Re: Question about new locale language tags

From: Doug Ewell (
Date: Tue Dec 19 2006 - 23:21:43 CST

  • Next message: Arne Götje (高盛華): "Re: Question about new locale language tags"

    Arne Götje (高盛華) <arne at linux dot org dot tw> wrote:

    > According to
    > each of the 26 languages (22 of them living, 15 of them important)
    > have all 3 character language codes, for example 'nan' for Minnan,
    > 'hak' for Hakka, 'ami' for Amis, ...
    > Can we use these language codes to form new locales, like 'nan_TW',
    > 'hak_TW', 'ami_TW', etc.? Or does anything speak against this
    > practice?

    Normally it's recommended to wait until ISO 639-3 is published and then
    use those codes instead of the Ethnologue codes (which might not match
    100%). In the case of these languages, there happens to be 100%

    IETF language tags (not the same thing as locales) will most likely
    implement Hakka, Mandarin, Min Nan, and Tainwan Sign Language as
    "extended language subtags," meaning (for example) that Min Nan will be
    encoded in language tags as "zh-nan" instead of "nan." As a designer of
    locale information, you are probably free to use either the ISO 639-3
    code directly or the language tag, at least until a consensus develops
    to use one or the other.

    Michael Maxwell replied:

    > This is presumably ISO 639-2, which had many such problems.
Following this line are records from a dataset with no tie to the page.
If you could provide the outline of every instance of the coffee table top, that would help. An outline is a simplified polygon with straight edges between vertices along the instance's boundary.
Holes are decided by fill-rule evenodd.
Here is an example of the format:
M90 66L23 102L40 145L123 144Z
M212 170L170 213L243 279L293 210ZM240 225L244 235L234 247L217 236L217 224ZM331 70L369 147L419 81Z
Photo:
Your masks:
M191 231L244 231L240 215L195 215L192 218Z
    Considering the various Han Chinese languages as a single "Chinese
    language" is by no means a unique "problem" of ISO 639-1 and 639-2.
    Many people, including the majority of Chinese, share this view.

    Since ISO 639-3 incorporates all of the non-collective codes from ISO
    639-2, it includes "zho" as a "macrolanguage" encompassing the
    individual Han Chinese languages, while still retaining the status of a
    language itself. The question of whether Chinese is one language or
    several is a complex one, and usually not best understood by dismissing
    one view or the others as a "problem."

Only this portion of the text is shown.